The legend that The Marriage of Figaro provoked the French Revolution would never have arisen had 1780s productions been as aimless as Opera Australia’s latest offering. Director Neil Armfield has confined the antagonism between aristocrat and servant to individuals. He glimpses “the more than usual force” that Count Almaviva applies not only to his wife. The count has all the discreet charms of his class, including savagery. His life may be idle but his threats are not.

Armfield splatters the first Act with music hall ribaldry instead of taking his cue from the wit that informs both da Ponte’s text and Mozart’s score. A few closing seconds of anguish are thus the more affecting, but they also highlight what has been missing: intelligent feelings.

The knock-about tone misleads the cast, many of which, especially the principals, are in need of help. Each had moments which led one to hope that they have been warming up. These passages are rarely more than passages.

Jeffrey Black as Count Almaviva seeks to seduce by exposing his chest. Once this flashing fails, he kicks his bare legs in the air like Esther Williams. Throughout, he smiles like Peter Costello. These devices do nothing to direct attention from the ordinariness of his baritone, which runs out of puff in his aria of self-reflection. At the final curtain, we know that the count will soon be philandering again but he must convince us that he has some nobility if we are to believe that the countess should have been given such heavenly music to express her forgiveness. That he approaches this state is his triumph over the production.

Leanne Kenneally as the Countess looks the part of the neglected wife. Her “Piorgi amor” should be breathtaking to hear, not to sing.

Although Douglas McNicol, in the title role, wisely paces his anger against being in service, he does not reach the extremes that even Figaro’s limited character experiences when he fears betrayal. His voice is firmer the lower it goes.

Figaro’s intended, the maid Susanna, deserves to be the smartest person on stage. Clare Gormley makes things happen but with an insouciance appropriate to the page Cherubino. Her voice is bright, her articulation precise, her movements vivacious, and all are sustained across three hours.

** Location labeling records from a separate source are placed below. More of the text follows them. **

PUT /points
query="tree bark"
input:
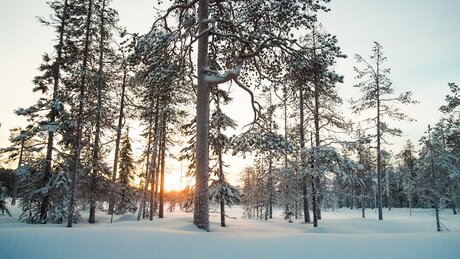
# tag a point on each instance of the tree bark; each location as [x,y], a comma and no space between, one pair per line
[117,140]
[201,210]
[302,158]
[162,170]
[97,133]
[78,146]
[52,118]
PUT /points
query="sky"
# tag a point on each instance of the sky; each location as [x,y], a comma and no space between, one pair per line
[421,40]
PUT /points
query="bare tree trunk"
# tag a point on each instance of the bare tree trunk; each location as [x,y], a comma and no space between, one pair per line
[15,176]
[52,119]
[97,134]
[78,146]
[117,140]
[162,170]
[302,158]
[222,186]
[201,211]
[151,168]
[316,177]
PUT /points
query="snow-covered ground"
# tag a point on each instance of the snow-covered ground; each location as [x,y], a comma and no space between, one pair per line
[341,234]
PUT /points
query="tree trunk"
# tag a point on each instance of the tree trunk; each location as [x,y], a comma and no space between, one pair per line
[302,158]
[97,135]
[15,176]
[150,171]
[162,170]
[78,146]
[117,140]
[316,177]
[52,119]
[222,186]
[201,210]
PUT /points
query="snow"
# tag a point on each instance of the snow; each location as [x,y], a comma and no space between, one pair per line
[341,234]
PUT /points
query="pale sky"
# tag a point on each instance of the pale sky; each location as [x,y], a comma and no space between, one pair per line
[421,40]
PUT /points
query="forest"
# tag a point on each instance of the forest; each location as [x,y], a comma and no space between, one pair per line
[74,160]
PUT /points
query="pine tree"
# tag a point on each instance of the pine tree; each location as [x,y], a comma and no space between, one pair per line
[378,94]
[249,32]
[126,198]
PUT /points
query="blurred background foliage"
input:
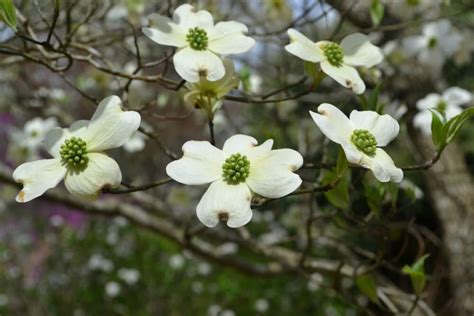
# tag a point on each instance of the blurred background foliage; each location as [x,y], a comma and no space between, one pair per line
[55,260]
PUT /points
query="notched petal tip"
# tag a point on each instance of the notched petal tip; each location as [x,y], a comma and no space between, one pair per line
[20,197]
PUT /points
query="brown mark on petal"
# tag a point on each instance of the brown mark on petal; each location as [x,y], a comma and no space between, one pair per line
[21,196]
[202,72]
[223,216]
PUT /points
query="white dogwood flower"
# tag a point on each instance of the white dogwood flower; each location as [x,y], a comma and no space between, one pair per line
[449,104]
[360,138]
[199,41]
[234,172]
[437,42]
[338,60]
[78,154]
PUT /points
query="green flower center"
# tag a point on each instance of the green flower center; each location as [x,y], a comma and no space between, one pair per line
[334,54]
[235,169]
[364,141]
[74,153]
[197,38]
[432,42]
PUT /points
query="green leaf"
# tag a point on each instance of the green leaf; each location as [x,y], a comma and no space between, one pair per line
[417,274]
[366,285]
[437,134]
[373,100]
[8,13]
[376,12]
[339,195]
[452,127]
[342,162]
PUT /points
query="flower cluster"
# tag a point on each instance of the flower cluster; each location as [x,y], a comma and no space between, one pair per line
[242,169]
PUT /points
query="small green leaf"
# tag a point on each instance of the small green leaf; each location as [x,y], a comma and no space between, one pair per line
[439,139]
[452,127]
[376,12]
[342,162]
[366,285]
[8,13]
[373,100]
[244,78]
[417,274]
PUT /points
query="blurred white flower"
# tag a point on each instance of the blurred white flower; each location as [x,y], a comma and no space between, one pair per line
[136,143]
[360,138]
[176,261]
[438,41]
[78,154]
[213,310]
[199,41]
[464,54]
[209,95]
[227,312]
[261,305]
[32,136]
[97,262]
[338,60]
[227,248]
[129,276]
[449,103]
[112,289]
[204,268]
[235,172]
[407,9]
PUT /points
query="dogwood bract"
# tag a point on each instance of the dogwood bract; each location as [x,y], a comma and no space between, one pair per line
[360,138]
[338,60]
[449,104]
[234,172]
[199,41]
[78,156]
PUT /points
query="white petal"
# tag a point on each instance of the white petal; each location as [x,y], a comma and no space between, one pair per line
[201,163]
[451,43]
[303,47]
[272,175]
[353,154]
[383,127]
[384,168]
[225,201]
[428,102]
[333,123]
[422,120]
[359,51]
[57,136]
[191,64]
[345,75]
[163,31]
[433,58]
[238,144]
[37,177]
[457,96]
[101,171]
[412,45]
[185,17]
[452,111]
[228,38]
[110,127]
[437,29]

Tiffany Speight’s Cherubino opens delightfully, with fluid lines and lovely intonation. Her great moment in Act II, ‘Voi che sapete’, is thus more of a disappointment with its uncertain ornamentation. Her vocal difficulty is not alleviated by stage movements which accentuate that she is a girl in pants. The female singer’s pretence at a martial stride is indistinguishable from her boy character’s mince as a masquerade girl.

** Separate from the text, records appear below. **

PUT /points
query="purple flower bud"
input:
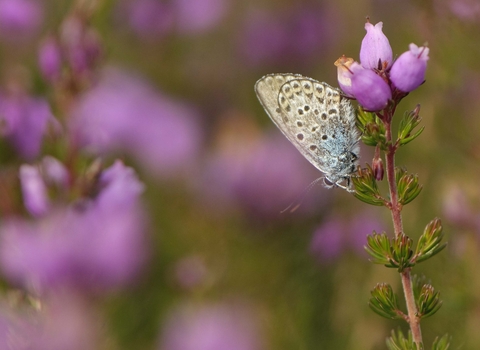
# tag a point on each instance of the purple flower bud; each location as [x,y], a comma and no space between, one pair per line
[370,90]
[50,59]
[34,190]
[375,51]
[408,71]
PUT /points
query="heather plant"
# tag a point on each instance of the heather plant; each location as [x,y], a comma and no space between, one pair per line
[379,83]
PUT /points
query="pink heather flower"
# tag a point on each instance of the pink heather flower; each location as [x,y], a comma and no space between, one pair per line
[345,68]
[375,47]
[25,120]
[213,327]
[63,322]
[123,113]
[80,44]
[50,59]
[94,245]
[335,236]
[276,37]
[370,90]
[408,71]
[262,179]
[34,190]
[152,19]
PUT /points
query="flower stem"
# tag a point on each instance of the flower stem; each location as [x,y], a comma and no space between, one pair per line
[396,208]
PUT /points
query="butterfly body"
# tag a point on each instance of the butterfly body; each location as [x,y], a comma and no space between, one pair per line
[317,119]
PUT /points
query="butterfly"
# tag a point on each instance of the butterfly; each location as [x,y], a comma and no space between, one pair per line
[318,120]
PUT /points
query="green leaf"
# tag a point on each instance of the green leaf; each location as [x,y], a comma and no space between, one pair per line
[378,247]
[407,186]
[398,341]
[384,302]
[429,243]
[372,128]
[441,343]
[401,252]
[428,302]
[366,187]
[407,124]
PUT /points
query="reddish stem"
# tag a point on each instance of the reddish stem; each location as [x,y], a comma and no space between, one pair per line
[396,209]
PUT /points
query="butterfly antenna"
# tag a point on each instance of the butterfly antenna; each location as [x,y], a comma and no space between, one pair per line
[296,203]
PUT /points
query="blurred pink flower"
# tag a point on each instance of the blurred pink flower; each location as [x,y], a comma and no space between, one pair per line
[96,244]
[155,18]
[336,235]
[263,178]
[125,114]
[464,10]
[24,122]
[215,327]
[63,322]
[20,19]
[294,35]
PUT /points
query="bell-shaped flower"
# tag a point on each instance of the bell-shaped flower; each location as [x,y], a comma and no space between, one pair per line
[345,67]
[370,90]
[375,50]
[408,71]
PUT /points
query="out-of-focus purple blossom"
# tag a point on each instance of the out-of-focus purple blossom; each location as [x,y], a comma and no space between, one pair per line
[80,44]
[408,71]
[34,191]
[370,90]
[97,245]
[24,122]
[154,18]
[263,177]
[335,236]
[50,59]
[457,208]
[20,19]
[375,50]
[199,15]
[465,10]
[148,18]
[291,36]
[125,114]
[327,241]
[215,327]
[54,172]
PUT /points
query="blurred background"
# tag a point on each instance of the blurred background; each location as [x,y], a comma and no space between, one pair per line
[167,86]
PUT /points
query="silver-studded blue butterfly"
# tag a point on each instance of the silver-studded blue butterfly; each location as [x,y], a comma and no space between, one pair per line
[317,119]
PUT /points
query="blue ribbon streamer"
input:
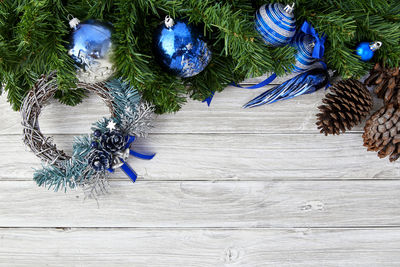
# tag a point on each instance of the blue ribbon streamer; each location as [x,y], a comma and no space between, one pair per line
[319,47]
[126,168]
[267,81]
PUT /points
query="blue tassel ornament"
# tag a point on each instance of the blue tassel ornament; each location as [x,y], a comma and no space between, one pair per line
[305,83]
[276,24]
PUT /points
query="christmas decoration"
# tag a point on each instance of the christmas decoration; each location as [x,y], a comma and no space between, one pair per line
[276,24]
[310,47]
[385,80]
[304,45]
[345,106]
[382,131]
[91,47]
[34,40]
[94,156]
[181,48]
[366,50]
[305,83]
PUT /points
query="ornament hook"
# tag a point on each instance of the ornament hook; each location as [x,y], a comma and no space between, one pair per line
[169,22]
[375,46]
[289,9]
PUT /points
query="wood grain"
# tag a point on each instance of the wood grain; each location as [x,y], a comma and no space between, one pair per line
[200,248]
[206,204]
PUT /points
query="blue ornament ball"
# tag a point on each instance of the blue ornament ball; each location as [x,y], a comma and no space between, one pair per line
[366,50]
[180,48]
[276,24]
[94,144]
[304,43]
[90,46]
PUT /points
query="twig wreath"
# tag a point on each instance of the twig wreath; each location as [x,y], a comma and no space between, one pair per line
[94,156]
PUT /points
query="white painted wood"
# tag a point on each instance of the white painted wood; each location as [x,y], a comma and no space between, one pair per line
[200,247]
[225,156]
[207,204]
[225,115]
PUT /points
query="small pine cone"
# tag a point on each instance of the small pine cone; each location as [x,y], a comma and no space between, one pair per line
[382,132]
[386,82]
[348,103]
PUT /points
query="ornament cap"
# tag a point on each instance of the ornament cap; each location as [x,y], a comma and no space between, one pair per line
[73,22]
[169,22]
[289,8]
[375,45]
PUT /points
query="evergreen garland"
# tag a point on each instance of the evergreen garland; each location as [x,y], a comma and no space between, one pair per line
[33,35]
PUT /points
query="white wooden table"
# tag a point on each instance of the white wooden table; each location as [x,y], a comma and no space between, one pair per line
[228,187]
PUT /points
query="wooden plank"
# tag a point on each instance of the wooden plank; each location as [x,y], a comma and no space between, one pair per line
[199,204]
[210,247]
[225,156]
[225,115]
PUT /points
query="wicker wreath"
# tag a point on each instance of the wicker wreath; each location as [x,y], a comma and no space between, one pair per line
[95,155]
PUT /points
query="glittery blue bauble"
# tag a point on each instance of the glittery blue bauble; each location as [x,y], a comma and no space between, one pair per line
[276,24]
[181,49]
[304,45]
[90,46]
[364,51]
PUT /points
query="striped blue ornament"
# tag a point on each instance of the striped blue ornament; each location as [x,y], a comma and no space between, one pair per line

For the older woman, Marcellina, the comic timing of Margaret Haggart is pointed in recitative but in her aria she soars and plummets between splendour and inaudibility.

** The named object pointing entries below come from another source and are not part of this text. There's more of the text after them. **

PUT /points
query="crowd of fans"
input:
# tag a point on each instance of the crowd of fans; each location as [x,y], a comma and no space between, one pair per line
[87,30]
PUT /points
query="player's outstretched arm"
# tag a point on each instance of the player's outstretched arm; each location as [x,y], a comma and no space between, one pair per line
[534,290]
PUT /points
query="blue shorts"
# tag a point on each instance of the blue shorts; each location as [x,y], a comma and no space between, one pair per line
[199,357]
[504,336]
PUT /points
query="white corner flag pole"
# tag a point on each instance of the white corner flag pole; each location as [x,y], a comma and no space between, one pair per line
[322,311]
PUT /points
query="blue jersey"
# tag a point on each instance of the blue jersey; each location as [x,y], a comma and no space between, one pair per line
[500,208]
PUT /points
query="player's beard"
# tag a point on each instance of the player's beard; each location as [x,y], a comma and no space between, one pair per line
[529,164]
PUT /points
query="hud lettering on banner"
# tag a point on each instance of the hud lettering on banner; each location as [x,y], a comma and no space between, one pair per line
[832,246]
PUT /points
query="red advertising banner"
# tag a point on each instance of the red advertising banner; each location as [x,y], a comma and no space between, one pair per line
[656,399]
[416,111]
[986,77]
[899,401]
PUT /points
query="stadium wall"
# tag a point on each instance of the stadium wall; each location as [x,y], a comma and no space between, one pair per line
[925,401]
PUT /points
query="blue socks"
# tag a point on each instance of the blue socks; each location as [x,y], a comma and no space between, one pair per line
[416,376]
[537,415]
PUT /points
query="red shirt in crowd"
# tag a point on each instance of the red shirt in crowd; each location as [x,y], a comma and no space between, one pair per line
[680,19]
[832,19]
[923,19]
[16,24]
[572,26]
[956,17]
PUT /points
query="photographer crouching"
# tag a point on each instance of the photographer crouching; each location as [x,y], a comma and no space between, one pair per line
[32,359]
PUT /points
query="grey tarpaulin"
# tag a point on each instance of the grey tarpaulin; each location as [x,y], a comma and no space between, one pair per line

So accustomed are OA audiences to Conal Coad’s talents that we are in danger of taking them for granted, or of supposing that comedy must be easier than tragedy. The truth is that the company could simplify its auditions by putting this question to their would-be principals: if you cannot match Mr Coad’s vocal and dramatic abilities, are you sure that you have chosen the right career?

As Dr Bartolo, Coad integrates singing with gestures so that the ludicrous is at once funny and touching. His bass touches bottom as surely as it does our hearts.

The Basilio (and Curzio) by Geoffrey Harris add distinction to the minor characters just as Roger Howell’s drunken gardener Antonio supplies more than can be expected from a vignette.

Simone Young’s conducting keeps up the desired pace, bringing forth instrumental detail. Indeed, the opera’s shifts between sparkle and menace are clearer in the pit than on stage. The playing for the three successive ensembles that end Act II allows Mozart to abduct us from tedium.

The brown-paper look of the sets and the drab of the costumes by Dale Ferguson are reminders that late Eighteenth-century Spanish aristocrats were on their uppers.

Lighting the night scene in the garden has to balance the illumination that  the audience needs to follow the plot against the gloom required to make the run of mistaken identities credible. Why does Barbarina need a candle to search for her pin when Rory Dempster has lit the stage so brightly?

This excess of light would be a problem had Neil Armfield realized the comic possibilities in the culmination to this “crazy day”.